My program calls function 183 (getcwd) of interrupt 80h which copies an absolute pathname of the current working directory to the memory location pointed to by buff, which is of length 4096. Returned absolute pathname length is usually less than 4096 bytes so i want to get its true length. How can i do that?
%define LF 0Ah ; Line feed ASCII code.
%define STDOUT_FILENO 1 ; Standard output stream.
%define SYS_exit 1
%define SYS_write 4
%define SYS_getcwd 183
SECTION .bss
buff resb 4096
SECTION .text
global _start
_start:
mov eax, SYS_getcwd ; getcwd
mov ebx, buff
mov ecx, 4096
int 80h
mov eax, SYS_write ; print result to stdout
mov ebx, STDOUT_FILENO
mov ecx, buff
mov edx, 4096
int 80h
mov eax, SYS_exit ; exit
mov ebx, 0
int 80h
I add code to find length of null terminated string to my program as following and it works:
%define LF 0Ah ; Line feed ASCII code.
%define STDOUT_FILENO 1 ; Standard output stream.
%define SYS_exit 1
%define SYS_write 4
%define SYS_getcwd 183
SECTION .data
mesg1 db "Can't not find string length.",LF
mesg1_l db $-mesg1
SECTION .bss
buff resb 4096
SECTION .text
global _start
_start:
mov eax, SYS_getcwd ; getcwd
mov ebx, buff
mov ecx, 4096
int 80h
mov al, 0 ; find string length with scasb
mov edi, buff
cld
repne scasb
jne error1
sub ecx, 4096
neg ecx
mov edx,ecx
print: mov byte [buff + ecx],LF
mov byte [buff + ecx + 1], 0
inc edx
mov eax, SYS_write ; print result to stdout
mov ebx, STDOUT_FILENO
mov ecx, buff
int 80h
jmp exit
error1: mov eax, SYS_write
mov ebx, STDOUT_FILENO
mov ecx, error1
mov edx, mesg1_l
int 80h
exit: mov eax, SYS_exit ; exit
mov ebx, 0
int 80h
Q: How do I find the length of a string (e.g. the string returned by “getcwd()”)?

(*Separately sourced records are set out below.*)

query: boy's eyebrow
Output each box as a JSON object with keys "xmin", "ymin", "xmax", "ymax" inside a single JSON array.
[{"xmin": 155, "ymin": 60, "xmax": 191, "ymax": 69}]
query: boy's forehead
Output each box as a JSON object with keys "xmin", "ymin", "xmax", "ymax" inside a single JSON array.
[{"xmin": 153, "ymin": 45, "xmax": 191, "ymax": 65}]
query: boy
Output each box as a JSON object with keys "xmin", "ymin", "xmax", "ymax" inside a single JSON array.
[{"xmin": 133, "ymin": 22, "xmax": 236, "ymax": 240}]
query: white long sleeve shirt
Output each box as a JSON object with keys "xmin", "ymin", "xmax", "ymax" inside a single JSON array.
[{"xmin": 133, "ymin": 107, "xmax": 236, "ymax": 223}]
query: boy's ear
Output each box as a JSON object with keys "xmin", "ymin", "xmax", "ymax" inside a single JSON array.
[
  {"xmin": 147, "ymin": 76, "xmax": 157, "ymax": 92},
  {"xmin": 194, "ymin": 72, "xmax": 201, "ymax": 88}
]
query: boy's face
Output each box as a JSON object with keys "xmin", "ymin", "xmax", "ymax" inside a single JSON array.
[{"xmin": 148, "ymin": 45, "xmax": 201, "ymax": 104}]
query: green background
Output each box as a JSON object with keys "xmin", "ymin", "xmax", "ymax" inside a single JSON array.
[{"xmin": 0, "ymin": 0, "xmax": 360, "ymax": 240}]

A: The same way the standard library function “strlen()” would do it: parse the string until you find a ‘\0’ delimiter, then return that position as the string length.
PS:
I’d strongly urge you to consider using Gnu Assembler “gas” instead of “nasm”. As soon as you start playing with assemblers other than x86, the “bass-ackwards” Intel syntax gets really annoying.